Emily’s art and research has been published in Art in America, Media-N, Leonardo Journal (MIT Press), Temporary Art Review, and Filmmaker Magazine. Their work has been exhibited at international venues, including Hebbel am Ufer HAU4 (Berlin, DE), Drugo More (Rijeka, Croatia), Transmediale (Berlin, DE), Yerba Buena Center for the Arts (San Francisco), MoMA PS1 (New York), V2_Lab for the Unstable Media (Rotterdam, NL), The Luminary (St. Louis), The Institute of Network Cultures (Amsterdam, NL), and The Wrong Biennale.
My interdisciplinary practice spans video, internet art, speculative design, sound design, literature, and artificial intelligence—all grounded in research, archiving, and remix.

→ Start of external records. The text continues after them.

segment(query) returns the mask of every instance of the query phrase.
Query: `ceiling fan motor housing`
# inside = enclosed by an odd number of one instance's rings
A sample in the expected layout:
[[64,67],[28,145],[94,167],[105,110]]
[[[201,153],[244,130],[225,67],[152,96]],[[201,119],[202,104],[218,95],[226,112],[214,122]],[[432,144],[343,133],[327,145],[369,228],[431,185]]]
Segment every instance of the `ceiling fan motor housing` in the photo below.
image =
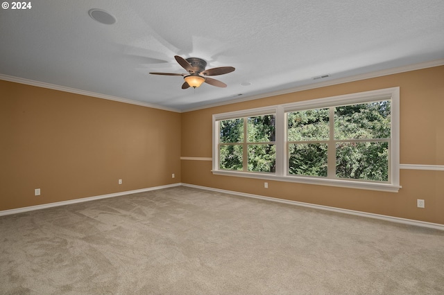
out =
[[185,60],[187,62],[196,69],[196,71],[200,73],[205,71],[205,66],[207,66],[207,62],[198,57],[188,57]]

I sample from user-generated content, popular discourse, library archives, stock photo libraries, and institutional collections. I pull texts from across the Internet—Reddit threads, YouTube comments, critical theory texts—to construct scripts and narratives. Nothing is off limits.
What interests me most is context – who creates these sources and their proximity to power. I look closely at what gets included or excluded from archives and official documents; how metadata and taxonomies are deployed; what gets elevated, distorted, inverted, or canceled in popular discourse; and how other markers of aesthetic or raw emotional charge reveal bias, erasure, and missing subtext. It is in these gaps where I find material and draw inspiration for creating counter-narratives.
Broadly, my process examines how cultural production within a networked, globalized society shapes material economies, identities, alliances, worldviews, mythologies, and the basis of our collective narratives. Through various projects, I’ve explore my cultural heritage, collective memory, queerness, migration, labor, subjectivity, and power.